Thread: UNION ALL and sequential scans

From:
"Brad Jorsch"
Date:

 I was glad to find in 8.3.7 that pg was now smart enough to use an index
 for a simple UNION ALL. But unfortunately, it's not quite there yet for
 our use case.

 Consider the following dummy tables:

 create table foo (id serial primary key, val int not null);
 create table bar (id serial primary key, val int not null);
 create table baz (id1 serial primary key, id2 int not null);

 insert into foo (val) select x from generate_series(0,10000) as x;
 insert into bar (val) select x from generate_series(0,10000) as x;
 insert into baz (id2) select x from generate_series(0,10000) as x;

 This query correctly uses the primary key indexes on foo and bar:

 explain analyze select * from baz join (
 select id, val from foo
 union all
 select id, val from bar
 ) as foobar on(baz.id2=foobar.id) where baz.id1=42;

 But if I add a constant-valued column to indicate which branch of the
 union each result came from:

 explain analyze select * from baz join (
 select id, val, 'foo'::text as source from foo
 union all
 select id, val, 'bar'::text as source from bar
 ) as foobar on(baz.id2=foobar.id) where baz.id1=42;

 All of a sudden it insists on a sequential scan (and takes 800 times as
 long to run) even when enable_seqscan is set false. Is there a good
 reason for this, or is it just a missed opportunity in the optimizer?

From:
Tom Lane
Date:

"Brad Jorsch" <> writes:
>  But if I add a constant-valued column to indicate which branch of the
>  union each result came from:

>  explain analyze select * from baz join (
>  select id, val, 'foo'::text as source from foo
>  union all
>  select id, val, 'bar'::text as source from bar
>  ) as foobar on(baz.id2=foobar.id) where baz.id1=42;

>  All of a sudden it insists on a sequential scan (and takes 800 times as
>  long to run) even when enable_seqscan is set false. Is there a good
>  reason for this, or is it just a missed opportunity in the optimizer?

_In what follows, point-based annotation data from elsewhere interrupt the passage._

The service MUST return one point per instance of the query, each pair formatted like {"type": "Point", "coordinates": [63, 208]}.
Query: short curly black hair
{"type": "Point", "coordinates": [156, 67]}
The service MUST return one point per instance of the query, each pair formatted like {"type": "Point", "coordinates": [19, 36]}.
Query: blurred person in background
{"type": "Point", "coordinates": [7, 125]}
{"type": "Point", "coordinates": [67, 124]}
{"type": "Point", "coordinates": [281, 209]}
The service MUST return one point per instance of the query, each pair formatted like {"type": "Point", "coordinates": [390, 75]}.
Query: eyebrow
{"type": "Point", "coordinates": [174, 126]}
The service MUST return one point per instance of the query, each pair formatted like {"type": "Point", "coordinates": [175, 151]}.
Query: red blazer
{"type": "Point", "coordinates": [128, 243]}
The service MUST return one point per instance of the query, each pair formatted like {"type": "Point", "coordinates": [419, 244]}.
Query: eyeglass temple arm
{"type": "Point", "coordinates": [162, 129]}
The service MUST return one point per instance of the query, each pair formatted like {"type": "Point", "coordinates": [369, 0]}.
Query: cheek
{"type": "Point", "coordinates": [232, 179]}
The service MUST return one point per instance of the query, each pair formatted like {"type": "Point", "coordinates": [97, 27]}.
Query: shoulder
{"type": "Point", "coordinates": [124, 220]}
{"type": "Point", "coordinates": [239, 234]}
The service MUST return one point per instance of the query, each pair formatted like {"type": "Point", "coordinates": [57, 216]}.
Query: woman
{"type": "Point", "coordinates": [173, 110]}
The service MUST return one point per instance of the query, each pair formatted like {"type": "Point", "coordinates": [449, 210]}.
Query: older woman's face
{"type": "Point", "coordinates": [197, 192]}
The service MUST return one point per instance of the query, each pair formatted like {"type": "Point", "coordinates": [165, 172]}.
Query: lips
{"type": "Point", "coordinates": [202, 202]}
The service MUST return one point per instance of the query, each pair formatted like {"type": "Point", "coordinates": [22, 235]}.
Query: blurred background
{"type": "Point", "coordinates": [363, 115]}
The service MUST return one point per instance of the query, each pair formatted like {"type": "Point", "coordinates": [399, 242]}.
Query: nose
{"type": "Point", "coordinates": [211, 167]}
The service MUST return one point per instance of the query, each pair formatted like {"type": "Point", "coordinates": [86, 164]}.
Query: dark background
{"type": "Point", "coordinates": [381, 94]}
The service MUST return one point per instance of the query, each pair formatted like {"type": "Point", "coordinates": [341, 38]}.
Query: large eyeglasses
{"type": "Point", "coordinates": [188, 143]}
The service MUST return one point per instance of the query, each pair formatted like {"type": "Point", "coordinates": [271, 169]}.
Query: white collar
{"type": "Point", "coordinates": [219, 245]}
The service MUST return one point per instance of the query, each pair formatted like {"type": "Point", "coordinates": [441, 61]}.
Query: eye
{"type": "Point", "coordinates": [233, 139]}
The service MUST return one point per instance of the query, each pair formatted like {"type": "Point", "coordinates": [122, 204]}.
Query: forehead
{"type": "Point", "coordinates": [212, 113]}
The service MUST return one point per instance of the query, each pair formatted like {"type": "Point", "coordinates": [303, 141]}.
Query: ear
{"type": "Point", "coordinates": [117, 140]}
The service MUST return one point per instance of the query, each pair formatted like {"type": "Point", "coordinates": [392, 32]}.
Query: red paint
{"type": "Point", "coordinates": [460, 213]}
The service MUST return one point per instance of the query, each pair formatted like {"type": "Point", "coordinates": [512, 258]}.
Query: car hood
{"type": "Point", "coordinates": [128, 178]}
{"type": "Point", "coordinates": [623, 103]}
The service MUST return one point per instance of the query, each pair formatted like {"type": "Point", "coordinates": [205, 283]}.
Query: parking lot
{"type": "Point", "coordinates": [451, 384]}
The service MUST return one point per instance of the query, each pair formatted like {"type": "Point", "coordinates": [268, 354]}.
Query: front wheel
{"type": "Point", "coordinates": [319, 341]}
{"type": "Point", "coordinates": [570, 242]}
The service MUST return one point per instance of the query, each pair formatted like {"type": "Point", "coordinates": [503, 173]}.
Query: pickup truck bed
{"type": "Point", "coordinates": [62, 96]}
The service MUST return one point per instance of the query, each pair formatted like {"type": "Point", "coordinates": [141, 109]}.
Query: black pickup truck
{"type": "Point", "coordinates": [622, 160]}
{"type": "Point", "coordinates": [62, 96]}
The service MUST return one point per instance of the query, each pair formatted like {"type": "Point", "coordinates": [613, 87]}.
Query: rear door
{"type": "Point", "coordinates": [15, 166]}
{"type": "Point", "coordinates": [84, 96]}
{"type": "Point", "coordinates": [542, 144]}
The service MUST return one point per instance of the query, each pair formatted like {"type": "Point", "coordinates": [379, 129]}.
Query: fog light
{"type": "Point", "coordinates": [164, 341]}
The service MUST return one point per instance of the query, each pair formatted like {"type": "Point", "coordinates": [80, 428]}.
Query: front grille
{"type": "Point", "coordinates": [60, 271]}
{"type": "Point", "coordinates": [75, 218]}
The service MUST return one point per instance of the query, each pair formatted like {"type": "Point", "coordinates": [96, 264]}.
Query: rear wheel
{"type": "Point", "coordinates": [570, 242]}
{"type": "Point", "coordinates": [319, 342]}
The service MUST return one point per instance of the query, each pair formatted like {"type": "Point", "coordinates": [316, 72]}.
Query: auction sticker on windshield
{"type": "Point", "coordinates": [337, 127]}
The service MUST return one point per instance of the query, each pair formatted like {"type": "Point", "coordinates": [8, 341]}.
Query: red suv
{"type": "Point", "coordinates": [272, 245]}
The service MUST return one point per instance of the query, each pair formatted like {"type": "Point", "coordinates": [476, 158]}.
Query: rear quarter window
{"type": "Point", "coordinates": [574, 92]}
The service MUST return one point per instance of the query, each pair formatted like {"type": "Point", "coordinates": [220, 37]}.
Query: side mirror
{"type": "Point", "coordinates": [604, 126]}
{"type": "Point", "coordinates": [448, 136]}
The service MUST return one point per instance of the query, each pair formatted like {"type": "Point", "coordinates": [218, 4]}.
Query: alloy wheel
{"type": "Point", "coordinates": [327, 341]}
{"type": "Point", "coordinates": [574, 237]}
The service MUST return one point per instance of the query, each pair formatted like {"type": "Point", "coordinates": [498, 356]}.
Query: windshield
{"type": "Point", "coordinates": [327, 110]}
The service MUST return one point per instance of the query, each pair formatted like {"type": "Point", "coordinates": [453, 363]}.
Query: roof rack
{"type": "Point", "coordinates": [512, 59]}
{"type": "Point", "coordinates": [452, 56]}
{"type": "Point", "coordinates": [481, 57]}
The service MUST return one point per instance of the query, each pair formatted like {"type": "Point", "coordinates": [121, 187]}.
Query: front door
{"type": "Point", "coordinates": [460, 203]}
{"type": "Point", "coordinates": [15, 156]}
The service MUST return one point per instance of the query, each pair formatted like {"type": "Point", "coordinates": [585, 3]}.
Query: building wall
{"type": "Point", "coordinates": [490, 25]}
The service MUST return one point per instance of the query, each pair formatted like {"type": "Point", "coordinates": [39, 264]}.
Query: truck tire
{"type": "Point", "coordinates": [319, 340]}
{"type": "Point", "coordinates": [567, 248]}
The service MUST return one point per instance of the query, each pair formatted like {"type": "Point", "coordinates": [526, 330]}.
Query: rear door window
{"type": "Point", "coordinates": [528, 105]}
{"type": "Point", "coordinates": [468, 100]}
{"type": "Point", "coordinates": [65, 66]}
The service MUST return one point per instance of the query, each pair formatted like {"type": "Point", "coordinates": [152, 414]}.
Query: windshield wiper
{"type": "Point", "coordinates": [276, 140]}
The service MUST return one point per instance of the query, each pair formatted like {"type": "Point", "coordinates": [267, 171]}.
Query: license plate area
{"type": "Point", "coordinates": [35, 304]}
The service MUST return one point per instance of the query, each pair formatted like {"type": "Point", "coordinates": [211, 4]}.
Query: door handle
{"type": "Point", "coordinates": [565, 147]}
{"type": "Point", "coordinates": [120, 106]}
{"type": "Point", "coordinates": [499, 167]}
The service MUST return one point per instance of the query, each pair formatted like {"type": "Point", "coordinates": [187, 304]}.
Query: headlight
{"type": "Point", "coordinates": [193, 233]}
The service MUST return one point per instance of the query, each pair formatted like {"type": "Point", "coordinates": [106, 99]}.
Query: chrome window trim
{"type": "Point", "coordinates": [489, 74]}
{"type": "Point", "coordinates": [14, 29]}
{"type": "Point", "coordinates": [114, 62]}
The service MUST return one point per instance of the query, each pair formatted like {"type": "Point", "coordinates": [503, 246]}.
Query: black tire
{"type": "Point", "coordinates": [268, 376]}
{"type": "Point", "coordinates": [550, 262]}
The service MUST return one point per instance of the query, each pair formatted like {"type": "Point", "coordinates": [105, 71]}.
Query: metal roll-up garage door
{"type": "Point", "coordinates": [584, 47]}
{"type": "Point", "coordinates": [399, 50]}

It's an ancient and fundamental limitation that is fixed in 8.4.
Do not expect to see it fixed in 8.3.x.

            regards, tom lane

From:
Mathieu De Zutter
Date:

On Thu, May 14, 2009 at 4:52 PM, Tom Lane <> wrote:
> "Brad Jorsch" <> writes:
>>  But if I add a constant-valued column to indicate which branch of the
>>  union each result came from:
>
>>  explain analyze select * from baz join (
>>  select id, val, 'foo'::text as source from foo
>>  union all
>>  select id, val, 'bar'::text as source from bar
>>  ) as foobar on(baz.id2=foobar.id) where baz.id1=42;
>
>>  All of a sudden it insists on a sequential scan (and takes 800 times as
>>  long to run) even when enable_seqscan is set false. Is there a good
>>  reason for this, or is it just a missed opportunity in the optimizer?
>
> It's an ancient and fundamental limitation that is fixed in 8.4.
> Do not expect to see it fixed in 8.3.x.

Does this also apply to the case of a join on an inherited table ?

example: http://archives.postgresql.org/pgsql-performance/2003-10/msg00018.php

Kind regards,

Mathieu

From:
Tom Lane
Date:

Mathieu De Zutter <> writes:
> On Thu, May 14, 2009 at 4:52 PM, Tom Lane <> wrote:
>> It's an ancient and fundamental limitation that is fixed in 8.4.
>> Do not expect to see it fixed in 8.3.x.

> Does this also apply to the case of a join on an inherited table ?

> example: http://archives.postgresql.org/pgsql-performance/2003-10/msg00018.php

Well, the particular issue described in that message is long gone.
What Brad is complaining about is non-strict expressions in the
outputs of append-relation members.  An inheritance tree also forms
an append-relation, but AFAIK there is no way to have anything but
simple Vars in its outputs so the case wouldn't arise.  Do you have
a specific problem example in mind?

            regards, tom lane